We hosted three rounds of different questions:

  1. Given your experience of “the shift” or process of change (in this area and/or your congregation) what feelings, concerns, vulnerabilities are coming up?
  2. What is God calling the Brandon Area Churches to?
  3. What areas of collaboration and/or resource sharing are bubbling up and what are the next steps to engage this process?

Harvested Responses

1. Given your experience of “the shift” or process of change (in this area and/or your congregation) what feelings, concerns, vulnerabilities are coming up?

Central - Lack of financial support. Anxiety about keeping the building open as costs for maintenance are rising. Current situation is not sustainable.

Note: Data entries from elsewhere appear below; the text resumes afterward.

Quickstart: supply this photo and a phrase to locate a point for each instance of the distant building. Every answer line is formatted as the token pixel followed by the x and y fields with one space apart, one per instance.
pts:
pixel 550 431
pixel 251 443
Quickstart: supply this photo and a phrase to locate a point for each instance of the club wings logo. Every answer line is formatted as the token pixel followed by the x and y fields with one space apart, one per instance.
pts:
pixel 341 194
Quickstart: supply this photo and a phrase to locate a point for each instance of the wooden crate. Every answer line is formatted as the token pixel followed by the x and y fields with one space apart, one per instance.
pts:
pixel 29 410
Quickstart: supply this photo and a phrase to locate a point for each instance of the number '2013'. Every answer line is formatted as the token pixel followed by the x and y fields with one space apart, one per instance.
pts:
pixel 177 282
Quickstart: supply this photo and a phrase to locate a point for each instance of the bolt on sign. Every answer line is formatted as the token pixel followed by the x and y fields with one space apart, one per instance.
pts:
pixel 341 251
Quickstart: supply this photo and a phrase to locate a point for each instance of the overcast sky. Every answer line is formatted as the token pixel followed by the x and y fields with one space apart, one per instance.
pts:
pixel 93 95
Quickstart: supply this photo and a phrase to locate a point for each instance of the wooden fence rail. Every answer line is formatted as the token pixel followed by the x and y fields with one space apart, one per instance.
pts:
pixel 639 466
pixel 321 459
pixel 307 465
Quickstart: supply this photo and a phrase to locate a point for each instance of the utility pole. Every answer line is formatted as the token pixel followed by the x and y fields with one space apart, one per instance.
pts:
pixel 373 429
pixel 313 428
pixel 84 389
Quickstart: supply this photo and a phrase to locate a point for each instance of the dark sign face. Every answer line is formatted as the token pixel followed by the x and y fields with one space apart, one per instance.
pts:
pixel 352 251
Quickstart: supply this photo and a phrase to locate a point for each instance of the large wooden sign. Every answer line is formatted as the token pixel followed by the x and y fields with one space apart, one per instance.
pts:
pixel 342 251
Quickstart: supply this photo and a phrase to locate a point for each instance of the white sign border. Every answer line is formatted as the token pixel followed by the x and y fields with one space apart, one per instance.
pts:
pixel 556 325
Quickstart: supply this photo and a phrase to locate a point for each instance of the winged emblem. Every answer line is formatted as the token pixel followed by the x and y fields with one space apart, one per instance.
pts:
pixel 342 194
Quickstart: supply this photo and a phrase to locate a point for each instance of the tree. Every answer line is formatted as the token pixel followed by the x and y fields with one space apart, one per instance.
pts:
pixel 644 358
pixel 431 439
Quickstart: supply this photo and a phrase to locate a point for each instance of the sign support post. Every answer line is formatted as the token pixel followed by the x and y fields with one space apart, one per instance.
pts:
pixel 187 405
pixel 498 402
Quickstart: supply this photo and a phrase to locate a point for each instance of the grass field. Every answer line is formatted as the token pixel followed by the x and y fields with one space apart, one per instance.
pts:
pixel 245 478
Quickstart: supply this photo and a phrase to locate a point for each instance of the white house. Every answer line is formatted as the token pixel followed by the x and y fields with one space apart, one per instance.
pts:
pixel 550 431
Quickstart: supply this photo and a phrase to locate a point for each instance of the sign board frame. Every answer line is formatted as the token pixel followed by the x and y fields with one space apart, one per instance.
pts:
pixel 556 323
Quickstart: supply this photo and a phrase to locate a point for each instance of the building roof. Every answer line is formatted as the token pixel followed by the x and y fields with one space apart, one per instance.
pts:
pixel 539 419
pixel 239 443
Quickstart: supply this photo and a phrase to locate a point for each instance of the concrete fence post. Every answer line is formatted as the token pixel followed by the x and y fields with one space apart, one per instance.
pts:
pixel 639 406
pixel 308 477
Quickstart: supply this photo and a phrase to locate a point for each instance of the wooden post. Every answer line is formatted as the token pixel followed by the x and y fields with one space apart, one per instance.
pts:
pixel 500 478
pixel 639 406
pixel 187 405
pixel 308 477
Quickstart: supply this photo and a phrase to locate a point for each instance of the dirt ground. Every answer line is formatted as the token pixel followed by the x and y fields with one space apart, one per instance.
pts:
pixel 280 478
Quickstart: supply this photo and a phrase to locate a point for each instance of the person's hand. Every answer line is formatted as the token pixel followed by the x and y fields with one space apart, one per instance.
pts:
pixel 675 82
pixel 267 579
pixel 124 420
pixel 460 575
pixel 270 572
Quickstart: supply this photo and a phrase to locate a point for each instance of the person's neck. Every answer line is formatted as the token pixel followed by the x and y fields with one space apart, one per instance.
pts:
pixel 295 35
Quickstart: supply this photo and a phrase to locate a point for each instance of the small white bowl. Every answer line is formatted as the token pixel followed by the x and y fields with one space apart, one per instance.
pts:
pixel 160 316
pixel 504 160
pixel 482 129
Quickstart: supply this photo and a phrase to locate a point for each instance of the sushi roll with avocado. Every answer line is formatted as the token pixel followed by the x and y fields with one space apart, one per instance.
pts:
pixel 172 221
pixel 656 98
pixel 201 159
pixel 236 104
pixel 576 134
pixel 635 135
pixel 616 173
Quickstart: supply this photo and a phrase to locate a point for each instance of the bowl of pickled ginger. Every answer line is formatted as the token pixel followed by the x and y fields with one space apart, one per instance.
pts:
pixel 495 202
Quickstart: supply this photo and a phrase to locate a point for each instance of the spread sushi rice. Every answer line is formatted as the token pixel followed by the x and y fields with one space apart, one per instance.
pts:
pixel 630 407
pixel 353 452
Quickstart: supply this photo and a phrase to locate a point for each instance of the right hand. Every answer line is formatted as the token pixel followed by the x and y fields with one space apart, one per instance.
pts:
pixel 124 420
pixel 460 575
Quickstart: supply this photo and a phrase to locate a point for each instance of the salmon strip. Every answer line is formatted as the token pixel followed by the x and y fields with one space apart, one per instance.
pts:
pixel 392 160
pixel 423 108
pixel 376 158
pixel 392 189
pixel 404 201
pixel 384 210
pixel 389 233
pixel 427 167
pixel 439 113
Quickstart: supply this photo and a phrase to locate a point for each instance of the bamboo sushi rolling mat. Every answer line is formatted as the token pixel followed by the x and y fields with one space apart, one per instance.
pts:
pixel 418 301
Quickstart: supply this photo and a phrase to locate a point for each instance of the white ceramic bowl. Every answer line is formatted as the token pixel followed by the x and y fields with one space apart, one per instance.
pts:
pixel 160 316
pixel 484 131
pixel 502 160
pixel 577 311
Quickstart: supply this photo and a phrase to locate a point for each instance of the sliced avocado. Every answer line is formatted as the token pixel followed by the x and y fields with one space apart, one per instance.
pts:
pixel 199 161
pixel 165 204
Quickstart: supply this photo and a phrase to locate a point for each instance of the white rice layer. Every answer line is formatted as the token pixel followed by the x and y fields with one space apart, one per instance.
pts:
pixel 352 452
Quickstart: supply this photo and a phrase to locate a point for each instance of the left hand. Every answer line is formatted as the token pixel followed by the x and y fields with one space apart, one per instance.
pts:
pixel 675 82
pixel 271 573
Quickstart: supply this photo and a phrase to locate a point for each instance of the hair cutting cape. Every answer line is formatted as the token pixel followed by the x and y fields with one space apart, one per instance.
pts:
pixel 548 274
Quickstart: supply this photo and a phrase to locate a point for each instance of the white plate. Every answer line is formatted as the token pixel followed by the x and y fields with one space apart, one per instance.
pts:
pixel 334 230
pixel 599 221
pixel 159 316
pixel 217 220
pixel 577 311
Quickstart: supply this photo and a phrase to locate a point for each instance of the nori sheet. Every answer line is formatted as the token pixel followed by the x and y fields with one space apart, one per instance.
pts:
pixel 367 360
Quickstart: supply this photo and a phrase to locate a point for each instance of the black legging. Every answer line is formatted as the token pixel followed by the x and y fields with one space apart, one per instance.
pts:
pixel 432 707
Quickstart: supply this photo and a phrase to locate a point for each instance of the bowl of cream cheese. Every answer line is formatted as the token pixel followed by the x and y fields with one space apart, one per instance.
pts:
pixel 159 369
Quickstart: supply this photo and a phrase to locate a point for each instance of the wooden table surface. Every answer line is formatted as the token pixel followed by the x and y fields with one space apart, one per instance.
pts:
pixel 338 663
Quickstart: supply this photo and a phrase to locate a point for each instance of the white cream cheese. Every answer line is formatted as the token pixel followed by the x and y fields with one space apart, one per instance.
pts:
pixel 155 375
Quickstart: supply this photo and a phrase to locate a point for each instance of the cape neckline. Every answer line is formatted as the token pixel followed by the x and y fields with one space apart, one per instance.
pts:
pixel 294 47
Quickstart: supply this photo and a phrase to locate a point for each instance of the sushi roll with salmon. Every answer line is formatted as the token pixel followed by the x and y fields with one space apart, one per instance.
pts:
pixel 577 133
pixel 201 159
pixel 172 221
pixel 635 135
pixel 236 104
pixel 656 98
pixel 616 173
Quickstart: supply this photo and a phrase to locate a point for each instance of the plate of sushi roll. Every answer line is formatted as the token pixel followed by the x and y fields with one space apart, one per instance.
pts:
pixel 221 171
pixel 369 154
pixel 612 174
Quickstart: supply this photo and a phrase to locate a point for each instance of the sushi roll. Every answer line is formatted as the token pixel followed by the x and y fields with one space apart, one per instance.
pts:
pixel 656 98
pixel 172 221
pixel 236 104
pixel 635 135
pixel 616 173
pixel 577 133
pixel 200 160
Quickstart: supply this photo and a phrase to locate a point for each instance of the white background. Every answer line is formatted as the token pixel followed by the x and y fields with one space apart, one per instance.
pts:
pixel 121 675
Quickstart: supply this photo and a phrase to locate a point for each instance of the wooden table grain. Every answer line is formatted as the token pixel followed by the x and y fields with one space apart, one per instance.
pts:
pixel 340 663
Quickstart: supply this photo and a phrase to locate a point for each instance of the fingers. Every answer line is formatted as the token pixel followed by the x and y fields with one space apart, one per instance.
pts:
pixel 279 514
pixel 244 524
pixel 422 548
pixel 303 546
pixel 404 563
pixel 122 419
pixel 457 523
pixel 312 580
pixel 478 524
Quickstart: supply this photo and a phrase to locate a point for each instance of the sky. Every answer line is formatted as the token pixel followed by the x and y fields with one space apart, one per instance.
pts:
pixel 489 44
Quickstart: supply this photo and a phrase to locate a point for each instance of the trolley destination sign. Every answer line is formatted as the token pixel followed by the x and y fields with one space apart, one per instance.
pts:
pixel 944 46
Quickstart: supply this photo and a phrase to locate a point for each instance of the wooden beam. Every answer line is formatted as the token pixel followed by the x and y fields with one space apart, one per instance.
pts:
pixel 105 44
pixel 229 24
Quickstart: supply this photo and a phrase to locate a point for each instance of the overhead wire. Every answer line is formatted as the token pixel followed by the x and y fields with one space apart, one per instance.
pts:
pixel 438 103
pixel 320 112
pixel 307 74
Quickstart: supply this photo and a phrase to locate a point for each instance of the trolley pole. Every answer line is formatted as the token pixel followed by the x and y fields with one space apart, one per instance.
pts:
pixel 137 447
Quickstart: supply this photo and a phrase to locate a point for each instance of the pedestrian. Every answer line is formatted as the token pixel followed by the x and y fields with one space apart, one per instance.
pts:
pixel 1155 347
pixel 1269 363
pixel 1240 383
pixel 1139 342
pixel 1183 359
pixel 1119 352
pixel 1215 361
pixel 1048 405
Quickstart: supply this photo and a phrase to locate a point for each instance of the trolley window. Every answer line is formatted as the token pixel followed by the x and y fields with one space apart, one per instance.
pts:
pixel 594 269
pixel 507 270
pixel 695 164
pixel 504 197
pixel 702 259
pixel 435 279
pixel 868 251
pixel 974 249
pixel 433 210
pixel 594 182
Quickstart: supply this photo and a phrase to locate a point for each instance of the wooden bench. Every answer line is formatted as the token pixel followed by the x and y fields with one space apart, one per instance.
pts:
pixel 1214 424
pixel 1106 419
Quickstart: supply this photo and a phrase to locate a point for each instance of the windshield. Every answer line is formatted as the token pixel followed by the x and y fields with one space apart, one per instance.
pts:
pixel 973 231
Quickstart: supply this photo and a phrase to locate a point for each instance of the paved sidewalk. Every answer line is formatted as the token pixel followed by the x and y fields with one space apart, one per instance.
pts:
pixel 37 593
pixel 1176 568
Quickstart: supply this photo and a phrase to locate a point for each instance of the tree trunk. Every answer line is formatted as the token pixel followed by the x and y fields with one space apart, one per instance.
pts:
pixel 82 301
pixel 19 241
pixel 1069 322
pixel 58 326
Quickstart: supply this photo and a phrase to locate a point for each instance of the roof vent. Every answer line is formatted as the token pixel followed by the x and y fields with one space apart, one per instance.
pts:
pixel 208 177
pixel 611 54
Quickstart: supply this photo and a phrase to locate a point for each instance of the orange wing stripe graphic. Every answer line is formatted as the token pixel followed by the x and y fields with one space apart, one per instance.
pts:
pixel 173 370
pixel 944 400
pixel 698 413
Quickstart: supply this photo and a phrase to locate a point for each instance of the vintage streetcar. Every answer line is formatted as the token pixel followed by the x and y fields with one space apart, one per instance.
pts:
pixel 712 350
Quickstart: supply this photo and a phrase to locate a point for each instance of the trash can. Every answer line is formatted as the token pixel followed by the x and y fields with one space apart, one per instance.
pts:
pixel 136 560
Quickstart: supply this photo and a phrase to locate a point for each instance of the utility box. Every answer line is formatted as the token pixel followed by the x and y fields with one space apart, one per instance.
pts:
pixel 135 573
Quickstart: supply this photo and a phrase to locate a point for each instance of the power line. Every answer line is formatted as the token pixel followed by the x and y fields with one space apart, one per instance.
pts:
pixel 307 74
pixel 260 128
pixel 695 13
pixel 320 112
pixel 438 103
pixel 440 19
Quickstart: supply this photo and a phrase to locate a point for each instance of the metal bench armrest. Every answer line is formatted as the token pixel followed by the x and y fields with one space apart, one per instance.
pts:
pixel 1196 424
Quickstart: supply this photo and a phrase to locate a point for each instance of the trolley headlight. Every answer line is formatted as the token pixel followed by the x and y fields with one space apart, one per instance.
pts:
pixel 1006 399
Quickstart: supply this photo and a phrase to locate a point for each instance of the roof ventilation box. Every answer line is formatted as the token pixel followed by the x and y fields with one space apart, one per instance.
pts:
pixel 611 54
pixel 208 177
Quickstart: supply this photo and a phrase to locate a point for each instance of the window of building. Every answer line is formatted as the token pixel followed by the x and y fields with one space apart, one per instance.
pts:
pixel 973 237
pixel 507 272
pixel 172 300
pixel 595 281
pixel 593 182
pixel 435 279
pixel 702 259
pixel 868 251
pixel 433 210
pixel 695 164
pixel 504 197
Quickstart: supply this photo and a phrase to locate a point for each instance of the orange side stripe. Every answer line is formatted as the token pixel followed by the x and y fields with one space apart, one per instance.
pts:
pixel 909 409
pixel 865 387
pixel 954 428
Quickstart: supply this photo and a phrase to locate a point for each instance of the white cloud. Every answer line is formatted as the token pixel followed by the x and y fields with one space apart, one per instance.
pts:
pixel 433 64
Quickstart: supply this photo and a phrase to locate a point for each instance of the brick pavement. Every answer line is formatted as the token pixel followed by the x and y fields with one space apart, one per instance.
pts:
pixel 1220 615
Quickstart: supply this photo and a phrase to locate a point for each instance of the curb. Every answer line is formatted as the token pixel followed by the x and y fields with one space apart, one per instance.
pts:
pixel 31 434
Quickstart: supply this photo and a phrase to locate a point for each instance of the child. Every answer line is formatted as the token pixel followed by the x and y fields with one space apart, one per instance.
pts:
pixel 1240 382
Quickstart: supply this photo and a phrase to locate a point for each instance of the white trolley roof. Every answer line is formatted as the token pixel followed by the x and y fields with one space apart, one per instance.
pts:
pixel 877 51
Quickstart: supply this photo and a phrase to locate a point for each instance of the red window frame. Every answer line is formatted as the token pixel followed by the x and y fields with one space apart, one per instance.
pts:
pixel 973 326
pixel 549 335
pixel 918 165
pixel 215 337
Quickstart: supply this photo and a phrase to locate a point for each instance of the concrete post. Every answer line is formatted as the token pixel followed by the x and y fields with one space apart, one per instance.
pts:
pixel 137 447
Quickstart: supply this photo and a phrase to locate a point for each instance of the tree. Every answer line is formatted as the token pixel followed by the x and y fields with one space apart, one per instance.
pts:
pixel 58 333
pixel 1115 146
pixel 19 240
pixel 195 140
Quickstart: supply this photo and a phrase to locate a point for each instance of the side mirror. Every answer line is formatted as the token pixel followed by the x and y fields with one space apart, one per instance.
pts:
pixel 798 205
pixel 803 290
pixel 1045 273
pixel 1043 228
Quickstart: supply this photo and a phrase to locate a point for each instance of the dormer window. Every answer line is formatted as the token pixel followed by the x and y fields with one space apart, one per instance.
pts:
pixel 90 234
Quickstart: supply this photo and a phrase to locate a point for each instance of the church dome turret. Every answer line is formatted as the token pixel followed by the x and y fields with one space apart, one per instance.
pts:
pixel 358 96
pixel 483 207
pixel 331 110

Interest in sharing worship electronically that is interactive. Central currently live steams Sunday am worship but do not currently have a system that allows interaction with other congregations.

Trinity - Congregation is aging and not attracting many new young people. Some coming in but not to the extent that people are dying. Volunteers are burning out. The word “amalgamation” is threatening to people - we are a family and want to stick together. Still many founding members at Trinity who are attached to the building.

Knox - Good energy right now but aware that there is a “holy shift” taking place in church and society. Congregation is aging with some new members coming in however likely not sufficient to sustain current ministry beyond the 5-7 year mark. Lots of opposition to the idea of amalgamation in Brandon given attachment to building and concerns about differences in theology and identity of congregations.

2. What is God calling the Brandon Area Churches to?

Called to have discussion about what we can do together. Good movement in talking about what we’re facing but needs to involve more people. Hope that we can keep open minds and hearts about our future together. Hope that we can do a better job meeting community. Messy Church initiative at Trinity has been successful in reaching out to families. Providing support and connection for rural congregations. Let’s do more together out in the community. Can we combine some of our committees to work more effectively: Green Team, Outreach, Faith Formation?

  • to develop a common “mission
  • dialogue with ourselves and each other (i.e.: educate the masses); develop and build relationships – get to know each other and get rid of the fear, make all churches welcoming to everyone
  • ask the question: what is stopping people from coming through our doors
  • create new task groups
  • need to “get rid of” “white privilege”
  • build more relevance for our youth (how do we do this?) – maybe find ways to make it more interesting and inviting for them
  • more community involvement (Art Café, Coffee House, etc.)
  • create models to show how it works, teach others
  • to be open to change, to build relationships and look for innovative ideas
  • to look beyond the city – to look more globally and bigger
  • to say and act affirming
  • be faithful to who we are and what we believe- sharing time/talents/treasures
  • form relationships
  • do we feel we need to change
  • a need to be more collaborative – share events and resources
  • we need to do more of God’s work in the community / mission
  • identify what we are not doing well individually but better as a group
  • “courtship” – perception of each other, 1st and foremost need to get to know each other better
  • continue to explore and take a risk
  • have a viable church
  • one United Church in Brandon (long term) – “be prepared”
  • challenged to get to know each other
  • be proactive, not reactive

3. What areas of collaboration and/or resource sharing are bubbling up and what are the next steps to engage this process?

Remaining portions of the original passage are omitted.